HABLILLAS

POR JOSÉ ÁNGEL PARRA

La distancia mundialista indica un año, mas el pase a la justa tendrá que resolverse antes, de aquí a marzo, y aunque a decir de los números, y el calendario, México tiene el margen idóneo para asistir a la Copa del Mundo por octava ocasión consecutiva, gracias a que los rivales le dibujan un camino directo y sin necesidad de repechaje, lo cierto es que las últimas actuaciones del Tricolor despiertan preocupación.

A pesar de los recientes tropiezos en la pasada fecha FIFA, el tercer boleto directo que reparte Concacaf parece a la mano, pero repentinamente Panamá se ha metido como rival incómodo a la alegre ruta nacional.

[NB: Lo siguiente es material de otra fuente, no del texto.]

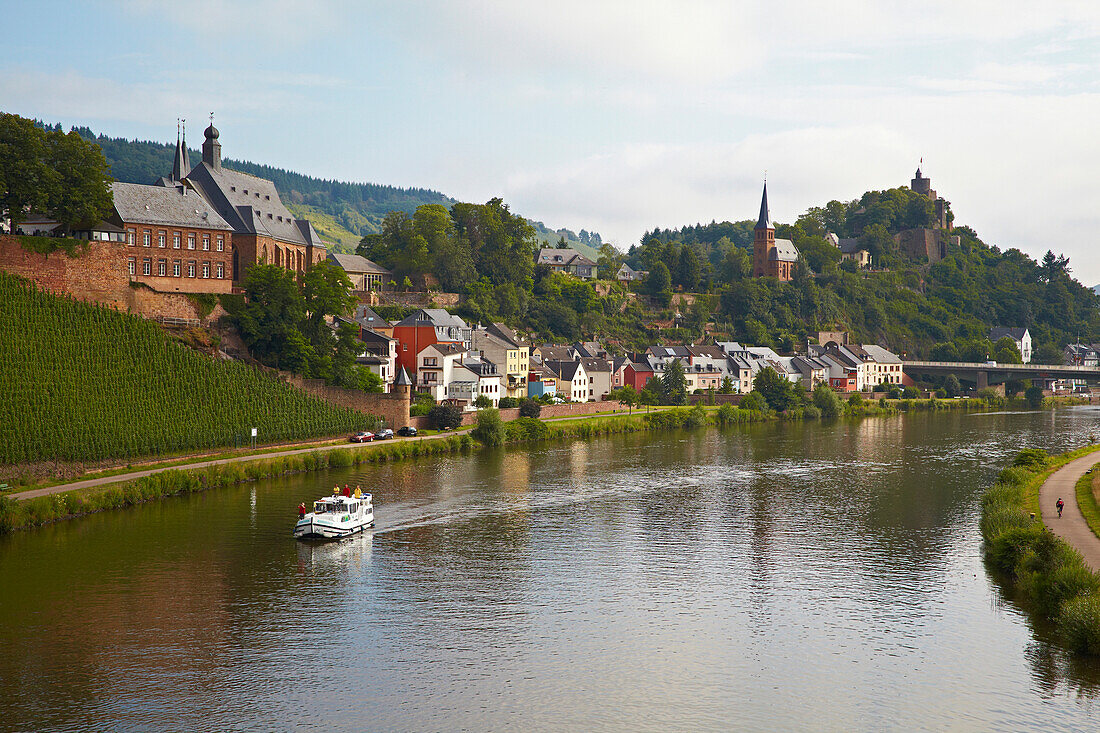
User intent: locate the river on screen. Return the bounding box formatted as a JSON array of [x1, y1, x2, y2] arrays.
[[4, 409, 1100, 731]]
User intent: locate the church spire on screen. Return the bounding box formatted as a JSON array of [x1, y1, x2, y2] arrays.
[[171, 118, 190, 181], [755, 180, 772, 230]]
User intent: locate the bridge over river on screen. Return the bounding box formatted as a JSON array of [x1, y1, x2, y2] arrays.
[[903, 360, 1100, 388]]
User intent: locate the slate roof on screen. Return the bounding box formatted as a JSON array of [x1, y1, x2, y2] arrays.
[[860, 344, 902, 364], [350, 304, 392, 330], [545, 359, 582, 380], [538, 345, 576, 362], [990, 327, 1029, 341], [580, 357, 611, 373], [768, 238, 800, 262], [486, 322, 523, 348], [837, 238, 867, 255], [111, 182, 233, 230], [394, 367, 412, 386], [689, 345, 727, 360], [184, 162, 321, 247], [535, 248, 596, 267], [328, 252, 391, 275], [756, 182, 772, 230], [396, 308, 468, 329], [422, 342, 466, 357]]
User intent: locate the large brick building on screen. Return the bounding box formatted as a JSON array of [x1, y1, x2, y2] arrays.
[[179, 122, 326, 281], [113, 181, 235, 293]]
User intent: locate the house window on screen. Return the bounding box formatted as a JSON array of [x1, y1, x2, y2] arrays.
[[216, 262, 224, 279], [142, 259, 151, 275], [202, 262, 210, 278], [127, 230, 135, 246], [187, 261, 196, 278], [157, 259, 166, 276], [142, 231, 151, 247], [187, 234, 195, 249], [216, 235, 224, 251], [202, 235, 210, 250], [128, 258, 135, 275], [173, 233, 181, 248], [158, 231, 166, 247], [173, 261, 181, 277]]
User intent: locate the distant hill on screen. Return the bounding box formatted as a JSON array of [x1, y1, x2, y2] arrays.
[[53, 122, 603, 253]]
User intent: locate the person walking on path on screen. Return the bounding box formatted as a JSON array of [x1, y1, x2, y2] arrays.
[[1057, 497, 1065, 517]]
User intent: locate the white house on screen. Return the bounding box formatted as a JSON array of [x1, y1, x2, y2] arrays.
[[545, 359, 589, 402], [417, 342, 466, 400], [989, 327, 1032, 363]]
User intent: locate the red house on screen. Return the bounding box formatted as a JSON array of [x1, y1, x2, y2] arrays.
[[391, 308, 470, 380], [624, 361, 655, 391]]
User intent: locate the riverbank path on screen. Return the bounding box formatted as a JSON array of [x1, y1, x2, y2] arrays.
[[5, 408, 643, 503], [1039, 451, 1100, 572]]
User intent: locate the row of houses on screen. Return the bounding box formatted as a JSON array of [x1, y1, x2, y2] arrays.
[[346, 307, 908, 409]]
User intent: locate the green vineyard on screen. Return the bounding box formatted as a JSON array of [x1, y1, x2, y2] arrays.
[[0, 271, 375, 465]]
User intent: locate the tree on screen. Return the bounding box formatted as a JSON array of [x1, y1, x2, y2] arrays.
[[43, 128, 112, 233], [519, 398, 542, 418], [609, 385, 638, 412], [357, 369, 385, 393], [678, 246, 701, 291], [233, 265, 308, 369], [0, 114, 52, 233], [473, 394, 494, 409], [812, 382, 842, 417], [472, 407, 506, 446], [741, 391, 767, 411], [646, 261, 672, 306], [753, 366, 797, 412], [1024, 385, 1045, 409], [429, 403, 464, 429], [993, 337, 1023, 364], [718, 376, 735, 394], [943, 374, 961, 398], [661, 359, 688, 405]]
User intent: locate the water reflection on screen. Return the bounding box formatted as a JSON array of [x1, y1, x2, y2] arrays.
[[4, 409, 1100, 730]]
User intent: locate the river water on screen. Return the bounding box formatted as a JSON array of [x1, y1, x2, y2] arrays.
[[4, 409, 1100, 731]]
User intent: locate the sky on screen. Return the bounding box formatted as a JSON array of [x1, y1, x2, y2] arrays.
[[3, 1, 1100, 280]]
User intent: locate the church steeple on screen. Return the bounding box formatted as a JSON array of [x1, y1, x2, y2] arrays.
[[171, 118, 190, 181], [755, 180, 772, 230], [202, 112, 221, 171]]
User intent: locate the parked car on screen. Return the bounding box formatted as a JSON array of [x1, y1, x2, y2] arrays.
[[396, 426, 418, 437], [349, 431, 374, 443], [375, 428, 394, 440]]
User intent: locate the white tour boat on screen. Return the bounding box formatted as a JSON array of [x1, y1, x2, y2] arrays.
[[294, 491, 374, 539]]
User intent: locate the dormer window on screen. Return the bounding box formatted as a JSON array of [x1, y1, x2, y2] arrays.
[[265, 195, 270, 200], [243, 189, 248, 195], [231, 186, 236, 191]]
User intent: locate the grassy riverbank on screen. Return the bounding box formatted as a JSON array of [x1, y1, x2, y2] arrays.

El partido directo, a celebrarse próximamente en territorio mexicano, y los otros compromisos en casa, frente a estadounidenses, salvadoreños y ticos, indican, si la lógica impera, que la Selección de todos clasificará sin inconvenientes a Qatar 2022.

Mas el factor del grito, que suele jugar en contra, así como el nulo aprovechamiento al estadio Azteca, a la altura, entre otros muchos aspectos, ayudan a imaginar futuros dramas en los próximos meses, en paralelo con la limitada estatura futbolística de los jugadores y la falta de definición, que suelen complicar al representativo verde.

De por sí, el panorama no ha sido de lo mejor. Muchos se quejan por la ausencia de Javier Hernández, pero el Chicharito no aparece en el organigrama por varias razones: una va ligada al desafío que tuvo hacia la Femexfut, en el respaldo dado a la Asociación de Futbolistas Profesionales. Otra lo instala fuera por culpa de una fiesta neoyorquina en la que se llevó, entre las espuelas, a un trabajador de logística que le organizó la faena en el hotel. Y la factura más clara es la evidente baja de juego, a la par de que perdió el piso.

El reproche, entonces, no es hacia el por qué no está Javier Hernández en las convocatorias de Gerardo Martino, sino al por qué el Tata no tiene más opciones en cada uno de los sectores del campo. Las nuevas generaciones continúan ahí, sólo que nadie se fija en ellas. Los que juegan en los equipos siguen siendo foráneos. Así, difícilmente habrá goles.

Chivas, que es el único plantel que aún apuesta por los paisanos, está que da pena. Su eliminación, en la repesca, confirma que hoy el futbol que tenemos aquí le juega en contra al mexicano.